Once you retire, you may lose touch with the people who were a big part of your day-to-day life – the people that your business or career connected you with, including your co-workers. If you happen to retire to another community, the connections between you and your best friends or relatives might also weaken, even with social media on your side.
Ask yourself what you can do to try and strengthen your existing relationships and friendships – not just through the Internet, but in real life. Also, keep yourself open to new experiences through which you can build new friendships. Returning to a past hobby or pursuing a new one could also connect you to a new community.

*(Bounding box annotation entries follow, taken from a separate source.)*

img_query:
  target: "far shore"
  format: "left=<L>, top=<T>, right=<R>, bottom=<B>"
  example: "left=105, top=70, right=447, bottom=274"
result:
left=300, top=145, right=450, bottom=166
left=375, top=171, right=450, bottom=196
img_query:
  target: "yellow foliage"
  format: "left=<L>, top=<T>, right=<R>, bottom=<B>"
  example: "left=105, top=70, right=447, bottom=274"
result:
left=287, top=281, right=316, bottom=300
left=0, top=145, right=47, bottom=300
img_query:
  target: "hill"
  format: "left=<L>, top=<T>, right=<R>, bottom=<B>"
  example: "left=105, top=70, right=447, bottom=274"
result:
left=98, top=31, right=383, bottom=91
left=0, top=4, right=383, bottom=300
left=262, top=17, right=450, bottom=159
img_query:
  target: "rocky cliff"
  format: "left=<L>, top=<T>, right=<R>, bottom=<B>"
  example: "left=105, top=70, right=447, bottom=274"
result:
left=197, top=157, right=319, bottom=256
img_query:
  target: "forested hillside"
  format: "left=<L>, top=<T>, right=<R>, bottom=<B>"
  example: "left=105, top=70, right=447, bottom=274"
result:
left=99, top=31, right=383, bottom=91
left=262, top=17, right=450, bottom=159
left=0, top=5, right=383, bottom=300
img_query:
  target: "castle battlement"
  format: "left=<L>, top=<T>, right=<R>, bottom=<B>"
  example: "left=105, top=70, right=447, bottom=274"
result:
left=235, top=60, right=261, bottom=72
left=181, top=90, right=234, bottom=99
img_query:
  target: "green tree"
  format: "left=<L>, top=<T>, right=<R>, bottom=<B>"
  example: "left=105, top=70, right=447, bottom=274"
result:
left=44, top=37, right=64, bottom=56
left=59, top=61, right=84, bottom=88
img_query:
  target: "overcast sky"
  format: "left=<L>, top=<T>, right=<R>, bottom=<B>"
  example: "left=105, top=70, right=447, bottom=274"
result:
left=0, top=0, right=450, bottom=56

Even if you have no heirs, you still have an estate, and you should have a say in how you are treated as an elder. Consider having powers of attorney in place. These are the legal forms that let you appoint another individual to act on your behalf, in case you cannot make short- or long-term financial or health care decisions.
There are four kinds of power of attorney. A general power of attorney can be written to give another person legal authority to handle a range of financial affairs for you. A special power of attorney puts limits on that legal authority. A durable power of attorney is not revocable; it stays in effect if you become incapacitated or mentally incompetent. Lastly, a health care power of attorney (which is usually durable) authorizes another person to make medical treatment decisions for you.2
In addition to powers of attorney, a will, and possibly other legal forms, you will also want to think about extended care. Not everyone ends up needing extended care, but you should consider its potential cost.
All this being said, you may find a degree of freedom that your fellow retirees envy. If you remain reasonably healthy and active, you may marvel at how many opportunities you can pursue and how many adventures you can readily have. Retiring single can be a challenge, but it can also be an open door to a new intellectually and emotionally rewarding phase of life.